The town of Banff has a unique character which is not found in any other town in Aberdeenshire or further afield. There are a number of features which show how the town has developed and how it has become the unique place it is today. Within the Banff Conservation Area there is a total of 234 Listed Buildings and structures, which includes 19 Category A Listed buildings, which is more than other conservation area in Aberdeenshire.
A settlement has existed in Banff from at least the 12th century AD and was an important location on the principle medieval route to Aberdeen to Inverness. Many streets survive which reflect the medieval street pattern of Banff, including High Shore, Water Path, Strait Path and Old Castle Gate. A wide variety of buildings survive in Banff ranging from the 16th-20th century reflecting both traditional styles to more grand formal styles.
In the 18th century Banff saw a revival at the time when industry and trade was increasing in the town. The Statistical Account of 1791-1799 describes extensive brewing industry, large scale thread and linen manufacture, considerable stocking industry, small scale soap and candle works, rope and sails works and brick and tiles works. There was also an increase in tradesmen including shoemakers and silversmiths. This increase in trade correlated with the development of the harbour in c.1775 and the completion in 1799 of the Banff Bridge. This saw the increase in Georgian townhouses built in the town.
BANFF CONSERVATION AREA REGENERATION SCHEME 2014-2019
Conservation Area Regeneration Schemes are an initiative run by Historic Environment Scotland in an attempt to regenerate towns across throughout Scotland who may have suffered from some form of deprivation in recent years.

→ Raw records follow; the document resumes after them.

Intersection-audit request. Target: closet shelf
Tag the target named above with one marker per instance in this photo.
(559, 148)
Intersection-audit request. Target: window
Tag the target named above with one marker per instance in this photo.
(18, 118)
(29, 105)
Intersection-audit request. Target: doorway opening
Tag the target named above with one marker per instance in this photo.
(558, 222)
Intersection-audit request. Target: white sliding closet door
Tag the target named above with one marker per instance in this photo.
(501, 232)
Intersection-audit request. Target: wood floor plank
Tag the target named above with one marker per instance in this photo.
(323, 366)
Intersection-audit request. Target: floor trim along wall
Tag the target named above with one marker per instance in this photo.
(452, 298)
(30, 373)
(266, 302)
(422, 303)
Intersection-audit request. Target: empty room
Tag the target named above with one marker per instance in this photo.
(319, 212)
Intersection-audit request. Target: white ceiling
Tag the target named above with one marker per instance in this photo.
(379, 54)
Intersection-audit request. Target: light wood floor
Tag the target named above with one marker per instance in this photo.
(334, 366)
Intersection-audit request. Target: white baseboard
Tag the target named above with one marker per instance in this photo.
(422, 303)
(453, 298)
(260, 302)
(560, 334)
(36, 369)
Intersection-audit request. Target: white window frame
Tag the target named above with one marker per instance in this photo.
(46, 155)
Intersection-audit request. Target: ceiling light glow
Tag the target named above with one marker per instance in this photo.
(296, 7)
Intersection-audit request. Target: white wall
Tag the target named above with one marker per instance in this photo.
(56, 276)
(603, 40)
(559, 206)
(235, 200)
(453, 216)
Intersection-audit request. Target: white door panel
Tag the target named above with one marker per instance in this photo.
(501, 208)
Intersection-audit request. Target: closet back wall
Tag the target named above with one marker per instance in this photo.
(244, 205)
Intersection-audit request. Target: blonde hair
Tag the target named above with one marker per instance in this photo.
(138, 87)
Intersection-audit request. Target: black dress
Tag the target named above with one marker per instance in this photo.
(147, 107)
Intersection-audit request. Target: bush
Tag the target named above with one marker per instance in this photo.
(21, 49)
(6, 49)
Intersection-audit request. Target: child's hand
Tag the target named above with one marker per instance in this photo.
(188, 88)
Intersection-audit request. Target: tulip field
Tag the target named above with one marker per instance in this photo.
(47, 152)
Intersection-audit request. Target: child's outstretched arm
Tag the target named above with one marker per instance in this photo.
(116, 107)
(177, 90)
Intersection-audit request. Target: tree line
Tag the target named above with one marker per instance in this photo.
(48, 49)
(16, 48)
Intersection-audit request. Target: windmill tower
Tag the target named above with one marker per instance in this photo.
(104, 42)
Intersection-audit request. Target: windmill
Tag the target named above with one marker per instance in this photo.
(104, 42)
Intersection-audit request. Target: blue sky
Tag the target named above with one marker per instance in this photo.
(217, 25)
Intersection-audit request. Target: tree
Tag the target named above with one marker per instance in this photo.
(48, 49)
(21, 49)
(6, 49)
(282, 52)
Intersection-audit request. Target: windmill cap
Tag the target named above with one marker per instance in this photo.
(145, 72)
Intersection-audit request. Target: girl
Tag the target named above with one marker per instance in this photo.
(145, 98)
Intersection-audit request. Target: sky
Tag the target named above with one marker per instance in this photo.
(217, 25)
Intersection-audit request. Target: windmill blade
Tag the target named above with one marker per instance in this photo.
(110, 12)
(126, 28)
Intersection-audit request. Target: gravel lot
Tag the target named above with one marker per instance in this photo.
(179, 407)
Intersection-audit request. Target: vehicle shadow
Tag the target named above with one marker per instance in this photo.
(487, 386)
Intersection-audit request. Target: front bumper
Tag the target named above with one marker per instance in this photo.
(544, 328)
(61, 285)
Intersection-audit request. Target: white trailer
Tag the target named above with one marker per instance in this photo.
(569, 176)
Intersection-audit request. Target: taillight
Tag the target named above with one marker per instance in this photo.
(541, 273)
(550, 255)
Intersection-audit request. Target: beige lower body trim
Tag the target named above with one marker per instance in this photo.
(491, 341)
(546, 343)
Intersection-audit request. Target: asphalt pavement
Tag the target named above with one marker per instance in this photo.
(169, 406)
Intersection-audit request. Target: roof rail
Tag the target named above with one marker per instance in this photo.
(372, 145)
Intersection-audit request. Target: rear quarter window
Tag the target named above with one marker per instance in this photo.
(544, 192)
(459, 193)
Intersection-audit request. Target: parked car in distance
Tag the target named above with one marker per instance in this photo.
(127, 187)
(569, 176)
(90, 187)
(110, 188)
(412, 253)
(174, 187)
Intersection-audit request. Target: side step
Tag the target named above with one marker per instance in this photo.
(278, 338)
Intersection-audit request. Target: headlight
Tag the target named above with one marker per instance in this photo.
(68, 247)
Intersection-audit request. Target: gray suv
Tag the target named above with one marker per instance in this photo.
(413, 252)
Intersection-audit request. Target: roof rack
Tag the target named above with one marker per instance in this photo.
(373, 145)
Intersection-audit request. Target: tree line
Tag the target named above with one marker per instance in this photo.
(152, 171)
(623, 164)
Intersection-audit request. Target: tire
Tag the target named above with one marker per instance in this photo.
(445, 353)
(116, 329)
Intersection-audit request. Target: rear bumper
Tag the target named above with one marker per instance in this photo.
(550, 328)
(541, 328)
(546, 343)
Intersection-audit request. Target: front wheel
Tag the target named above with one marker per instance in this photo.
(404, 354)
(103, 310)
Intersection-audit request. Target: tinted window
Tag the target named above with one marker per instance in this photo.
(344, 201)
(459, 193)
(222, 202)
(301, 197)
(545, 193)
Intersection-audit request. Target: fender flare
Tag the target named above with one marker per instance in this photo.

The Conservation Area Regeneration Scheme (CARS) in Banff commenced in 2014 and is to complete in March 2019. A grant of £500,000 was made by Historic Environment Scotland, with a further £115,000 contributed by Aberdeenshire Council. Together these funds has seen the conservation and restoration of properties in Bridge Street, Carmelite Street and Low Street in an effort to enhance and preserve the character and quality of their built heritage through the promotion of traditional materials.
Five projects were identified as Priority Projects – where considerable conservation works were required and a grant scheme was created to support smaller projects.